Como órgão estadual, a 17ª Regional de Saúde é a responsável pela entrega do anti-retroviral enviado pelo Ministério da Saúde. Como parceira dos 20 municípios de sua área, divide a assistência ambulatorial, o fornecimento de medicamentos para doenças oportunistas e a viabilização de exames sorológicos. ‘‘Vamos entrar em contato com as entidades representativas dos soropositivos para saber quais as pessoas que têm mais urgência dos exames e acabar com essa defasagem a partir de março’’, justificou a diretora.
Em dezembro do ano passado, o Laboratório Central do Estado (Lacen) emprestou ao Hospital Universitário (HU) de Londrina o equipamento que faz os exames de CD4 e CD8 (que avaliam a condição imunológica do paciente) para toda a região. De acordo com o diretor-clínico do hospital, Sylvio Villari Filho, desde o dia 10 de janeiro já foram realizados 67 exames e a expectativa é que esse número fique entre 80 e 90 por mês. Para isso, o Lacen continuará enviando kits de acordo com a necessidade da instituição.
Rosilene Machado informa que as coordenadorias nacional e estaduais de combate à Aids reivindicam ao Ministério da Saúde parte da verba que compõe o Fundo de Ações Estratégicas de Alta Complexidade (FAEC).

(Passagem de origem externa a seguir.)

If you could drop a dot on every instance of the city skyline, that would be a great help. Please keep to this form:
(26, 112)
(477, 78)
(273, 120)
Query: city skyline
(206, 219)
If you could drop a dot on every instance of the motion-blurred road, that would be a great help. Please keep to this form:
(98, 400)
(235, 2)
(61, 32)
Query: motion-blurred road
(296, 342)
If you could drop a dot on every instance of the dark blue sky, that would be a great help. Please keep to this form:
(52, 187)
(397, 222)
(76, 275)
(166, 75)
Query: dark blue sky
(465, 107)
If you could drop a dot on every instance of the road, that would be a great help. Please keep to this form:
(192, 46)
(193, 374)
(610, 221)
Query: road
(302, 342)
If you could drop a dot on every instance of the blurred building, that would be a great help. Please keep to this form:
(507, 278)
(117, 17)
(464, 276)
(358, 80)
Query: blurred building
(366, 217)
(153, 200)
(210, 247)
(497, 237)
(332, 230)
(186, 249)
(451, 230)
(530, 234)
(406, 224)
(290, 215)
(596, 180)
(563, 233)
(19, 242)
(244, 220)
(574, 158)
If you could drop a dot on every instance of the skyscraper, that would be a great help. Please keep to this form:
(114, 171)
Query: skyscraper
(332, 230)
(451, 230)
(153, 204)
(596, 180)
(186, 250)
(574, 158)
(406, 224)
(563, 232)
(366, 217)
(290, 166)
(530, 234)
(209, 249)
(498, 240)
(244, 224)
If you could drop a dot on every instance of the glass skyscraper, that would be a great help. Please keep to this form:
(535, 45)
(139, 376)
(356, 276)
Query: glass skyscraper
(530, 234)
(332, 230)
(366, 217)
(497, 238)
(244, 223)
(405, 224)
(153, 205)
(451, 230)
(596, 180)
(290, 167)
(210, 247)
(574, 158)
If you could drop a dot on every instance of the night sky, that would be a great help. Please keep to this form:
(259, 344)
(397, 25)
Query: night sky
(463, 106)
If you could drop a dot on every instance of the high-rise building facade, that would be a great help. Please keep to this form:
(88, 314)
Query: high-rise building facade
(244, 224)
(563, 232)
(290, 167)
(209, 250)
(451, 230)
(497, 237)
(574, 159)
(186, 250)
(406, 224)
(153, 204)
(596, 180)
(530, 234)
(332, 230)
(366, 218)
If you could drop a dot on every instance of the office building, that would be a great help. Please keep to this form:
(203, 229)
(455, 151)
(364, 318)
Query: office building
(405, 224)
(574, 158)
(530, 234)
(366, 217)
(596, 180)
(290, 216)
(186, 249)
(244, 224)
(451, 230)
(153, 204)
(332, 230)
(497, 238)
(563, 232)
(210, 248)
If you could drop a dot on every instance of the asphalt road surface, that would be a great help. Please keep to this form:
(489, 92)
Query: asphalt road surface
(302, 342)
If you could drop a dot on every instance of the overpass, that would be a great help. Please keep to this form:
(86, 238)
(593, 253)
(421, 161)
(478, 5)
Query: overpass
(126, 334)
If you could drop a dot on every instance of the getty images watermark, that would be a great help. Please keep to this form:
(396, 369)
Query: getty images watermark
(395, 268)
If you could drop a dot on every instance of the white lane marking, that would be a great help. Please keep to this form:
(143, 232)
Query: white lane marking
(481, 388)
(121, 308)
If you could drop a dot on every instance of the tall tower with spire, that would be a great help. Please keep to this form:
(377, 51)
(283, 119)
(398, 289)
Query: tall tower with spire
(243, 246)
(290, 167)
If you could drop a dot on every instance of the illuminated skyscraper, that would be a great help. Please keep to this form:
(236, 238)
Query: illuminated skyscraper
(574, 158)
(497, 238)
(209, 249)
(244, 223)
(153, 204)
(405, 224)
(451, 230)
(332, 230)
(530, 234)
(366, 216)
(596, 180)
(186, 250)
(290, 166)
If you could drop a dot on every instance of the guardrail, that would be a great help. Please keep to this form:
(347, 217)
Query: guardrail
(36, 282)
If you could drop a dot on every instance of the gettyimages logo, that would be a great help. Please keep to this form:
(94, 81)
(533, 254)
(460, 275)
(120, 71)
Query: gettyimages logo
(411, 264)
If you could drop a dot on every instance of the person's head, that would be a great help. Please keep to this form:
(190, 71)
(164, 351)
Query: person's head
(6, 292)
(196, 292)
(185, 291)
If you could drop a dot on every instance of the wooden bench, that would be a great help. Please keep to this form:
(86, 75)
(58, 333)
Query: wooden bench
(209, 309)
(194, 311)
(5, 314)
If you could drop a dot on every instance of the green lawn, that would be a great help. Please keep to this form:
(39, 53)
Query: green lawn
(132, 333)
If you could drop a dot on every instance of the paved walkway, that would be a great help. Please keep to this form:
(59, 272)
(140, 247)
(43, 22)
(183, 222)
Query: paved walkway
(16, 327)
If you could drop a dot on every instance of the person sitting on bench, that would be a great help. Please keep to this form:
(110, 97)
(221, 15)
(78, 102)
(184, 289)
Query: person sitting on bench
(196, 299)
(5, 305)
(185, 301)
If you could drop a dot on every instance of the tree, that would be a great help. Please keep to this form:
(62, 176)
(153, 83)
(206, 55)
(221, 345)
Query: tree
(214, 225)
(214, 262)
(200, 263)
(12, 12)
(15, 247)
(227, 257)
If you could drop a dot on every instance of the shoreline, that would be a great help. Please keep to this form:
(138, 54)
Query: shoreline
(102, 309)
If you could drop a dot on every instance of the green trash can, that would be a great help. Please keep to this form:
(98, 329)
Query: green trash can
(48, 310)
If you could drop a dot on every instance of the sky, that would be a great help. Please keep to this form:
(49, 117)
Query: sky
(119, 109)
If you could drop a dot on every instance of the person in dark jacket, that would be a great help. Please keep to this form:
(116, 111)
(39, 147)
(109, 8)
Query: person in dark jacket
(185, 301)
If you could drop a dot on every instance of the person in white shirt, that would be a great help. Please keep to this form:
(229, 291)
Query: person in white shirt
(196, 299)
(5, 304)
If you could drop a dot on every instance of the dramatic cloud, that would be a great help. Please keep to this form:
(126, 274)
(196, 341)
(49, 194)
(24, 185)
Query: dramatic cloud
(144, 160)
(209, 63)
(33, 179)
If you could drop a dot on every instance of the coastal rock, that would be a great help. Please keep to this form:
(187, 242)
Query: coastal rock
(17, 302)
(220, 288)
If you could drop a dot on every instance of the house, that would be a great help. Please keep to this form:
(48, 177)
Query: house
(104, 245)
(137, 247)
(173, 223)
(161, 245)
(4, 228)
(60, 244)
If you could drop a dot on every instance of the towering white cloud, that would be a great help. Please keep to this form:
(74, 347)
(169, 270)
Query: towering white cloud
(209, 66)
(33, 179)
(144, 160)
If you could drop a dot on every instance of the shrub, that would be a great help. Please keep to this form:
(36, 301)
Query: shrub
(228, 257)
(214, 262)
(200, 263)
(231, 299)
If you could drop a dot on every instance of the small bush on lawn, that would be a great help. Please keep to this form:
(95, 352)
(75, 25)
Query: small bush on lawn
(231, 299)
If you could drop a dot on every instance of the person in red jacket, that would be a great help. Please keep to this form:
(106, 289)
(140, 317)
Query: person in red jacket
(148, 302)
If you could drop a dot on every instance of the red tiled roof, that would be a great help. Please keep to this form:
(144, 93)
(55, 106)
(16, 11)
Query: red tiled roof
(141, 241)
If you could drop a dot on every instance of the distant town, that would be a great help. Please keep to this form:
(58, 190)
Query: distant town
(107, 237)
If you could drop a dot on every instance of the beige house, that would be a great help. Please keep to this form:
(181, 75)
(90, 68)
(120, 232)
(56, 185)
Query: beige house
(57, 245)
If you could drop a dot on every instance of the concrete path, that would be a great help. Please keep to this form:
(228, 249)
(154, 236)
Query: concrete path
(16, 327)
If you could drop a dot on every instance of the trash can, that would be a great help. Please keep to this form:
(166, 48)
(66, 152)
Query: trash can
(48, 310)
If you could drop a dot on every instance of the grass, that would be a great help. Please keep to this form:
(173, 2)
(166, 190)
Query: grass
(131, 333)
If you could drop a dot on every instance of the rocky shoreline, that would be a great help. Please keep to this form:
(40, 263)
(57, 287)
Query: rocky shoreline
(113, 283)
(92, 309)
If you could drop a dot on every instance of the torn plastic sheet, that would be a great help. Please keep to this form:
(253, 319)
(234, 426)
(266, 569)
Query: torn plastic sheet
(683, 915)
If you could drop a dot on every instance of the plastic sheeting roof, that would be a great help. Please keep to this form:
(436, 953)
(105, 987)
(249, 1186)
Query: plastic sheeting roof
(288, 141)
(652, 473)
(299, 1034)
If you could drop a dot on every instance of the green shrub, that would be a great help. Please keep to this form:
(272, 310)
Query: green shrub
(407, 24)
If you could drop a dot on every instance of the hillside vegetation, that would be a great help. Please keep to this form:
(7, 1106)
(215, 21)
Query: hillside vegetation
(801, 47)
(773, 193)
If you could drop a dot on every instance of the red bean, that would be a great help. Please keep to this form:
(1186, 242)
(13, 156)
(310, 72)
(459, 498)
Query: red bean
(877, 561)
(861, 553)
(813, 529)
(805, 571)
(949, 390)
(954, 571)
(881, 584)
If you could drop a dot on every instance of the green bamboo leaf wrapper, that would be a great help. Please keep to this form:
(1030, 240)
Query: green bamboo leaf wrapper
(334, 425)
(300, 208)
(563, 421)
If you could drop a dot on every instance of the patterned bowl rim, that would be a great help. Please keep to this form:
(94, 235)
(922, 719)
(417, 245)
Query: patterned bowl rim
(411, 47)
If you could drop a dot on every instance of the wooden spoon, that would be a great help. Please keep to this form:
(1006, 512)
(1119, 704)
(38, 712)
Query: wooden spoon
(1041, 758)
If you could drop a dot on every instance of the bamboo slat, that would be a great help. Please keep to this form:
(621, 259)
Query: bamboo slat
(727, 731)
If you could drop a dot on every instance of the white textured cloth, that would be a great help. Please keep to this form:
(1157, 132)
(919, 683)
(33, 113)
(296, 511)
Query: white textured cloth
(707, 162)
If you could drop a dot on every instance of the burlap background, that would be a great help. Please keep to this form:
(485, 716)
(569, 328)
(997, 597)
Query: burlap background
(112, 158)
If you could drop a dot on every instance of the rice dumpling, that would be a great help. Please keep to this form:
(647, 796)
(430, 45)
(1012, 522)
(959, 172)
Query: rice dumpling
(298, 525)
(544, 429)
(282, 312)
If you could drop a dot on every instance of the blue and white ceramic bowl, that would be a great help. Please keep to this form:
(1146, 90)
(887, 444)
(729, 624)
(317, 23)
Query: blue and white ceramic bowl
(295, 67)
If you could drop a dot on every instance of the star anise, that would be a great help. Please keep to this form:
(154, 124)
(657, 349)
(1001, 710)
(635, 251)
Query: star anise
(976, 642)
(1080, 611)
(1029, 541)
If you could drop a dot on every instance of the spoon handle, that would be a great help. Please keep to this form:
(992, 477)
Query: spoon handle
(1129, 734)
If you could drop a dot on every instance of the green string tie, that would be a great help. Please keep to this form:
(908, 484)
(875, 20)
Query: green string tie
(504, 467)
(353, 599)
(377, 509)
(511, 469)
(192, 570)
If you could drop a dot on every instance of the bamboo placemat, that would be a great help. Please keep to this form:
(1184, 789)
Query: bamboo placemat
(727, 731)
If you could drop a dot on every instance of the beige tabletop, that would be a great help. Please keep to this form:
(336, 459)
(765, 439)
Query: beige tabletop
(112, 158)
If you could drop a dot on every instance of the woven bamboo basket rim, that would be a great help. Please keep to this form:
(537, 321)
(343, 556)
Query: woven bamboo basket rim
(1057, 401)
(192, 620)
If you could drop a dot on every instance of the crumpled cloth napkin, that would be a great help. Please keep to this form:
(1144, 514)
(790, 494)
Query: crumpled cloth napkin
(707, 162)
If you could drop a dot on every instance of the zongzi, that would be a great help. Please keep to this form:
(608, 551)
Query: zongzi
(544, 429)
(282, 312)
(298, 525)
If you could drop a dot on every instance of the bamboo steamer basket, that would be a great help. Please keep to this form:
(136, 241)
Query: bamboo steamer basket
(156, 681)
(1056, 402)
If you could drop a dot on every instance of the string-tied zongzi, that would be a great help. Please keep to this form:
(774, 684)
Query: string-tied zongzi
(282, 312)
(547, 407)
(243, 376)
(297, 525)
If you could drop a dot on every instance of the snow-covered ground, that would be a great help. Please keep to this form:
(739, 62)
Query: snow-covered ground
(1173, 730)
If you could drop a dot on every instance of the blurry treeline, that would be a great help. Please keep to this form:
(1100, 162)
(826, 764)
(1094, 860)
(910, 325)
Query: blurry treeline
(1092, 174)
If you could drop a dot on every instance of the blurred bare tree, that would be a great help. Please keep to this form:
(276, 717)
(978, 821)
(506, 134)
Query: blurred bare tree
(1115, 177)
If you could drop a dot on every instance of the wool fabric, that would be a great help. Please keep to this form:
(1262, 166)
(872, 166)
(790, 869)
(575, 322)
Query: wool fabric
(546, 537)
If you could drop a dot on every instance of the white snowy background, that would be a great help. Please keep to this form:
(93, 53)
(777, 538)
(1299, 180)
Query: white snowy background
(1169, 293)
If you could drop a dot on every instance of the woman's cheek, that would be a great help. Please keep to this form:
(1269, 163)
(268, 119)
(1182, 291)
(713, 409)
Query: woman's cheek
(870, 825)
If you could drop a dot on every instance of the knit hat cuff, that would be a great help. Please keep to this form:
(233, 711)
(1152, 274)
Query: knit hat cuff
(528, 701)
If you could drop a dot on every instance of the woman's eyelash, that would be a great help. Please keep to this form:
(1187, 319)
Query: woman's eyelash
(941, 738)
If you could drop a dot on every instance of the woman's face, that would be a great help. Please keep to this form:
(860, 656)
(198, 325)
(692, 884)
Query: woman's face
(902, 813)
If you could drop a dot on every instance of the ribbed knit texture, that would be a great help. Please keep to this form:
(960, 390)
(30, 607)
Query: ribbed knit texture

Para exigir o atendimento completo aos portadores do HIV garantido por lei, a Alia impetrou ação judicial contra o Estado e o município há um ano e meio. Em 20 de dezembro do ano passado, o juiz da 4ª Vara Cível Jefferson Alberto Johnson, concedeu sentença favorável à associação. O prazo para recurso pelo Estado e Município se esgota no dia 15 de março. ‘‘Vamos colher subsídios com o secretário da Saúde para embasar nosso recurso que será levado ao Tribunal de Justiça’’, disse o assessor-jurídico da Prefeitura de Londrina, Carlos Alberto de Oliveira. (B.R.)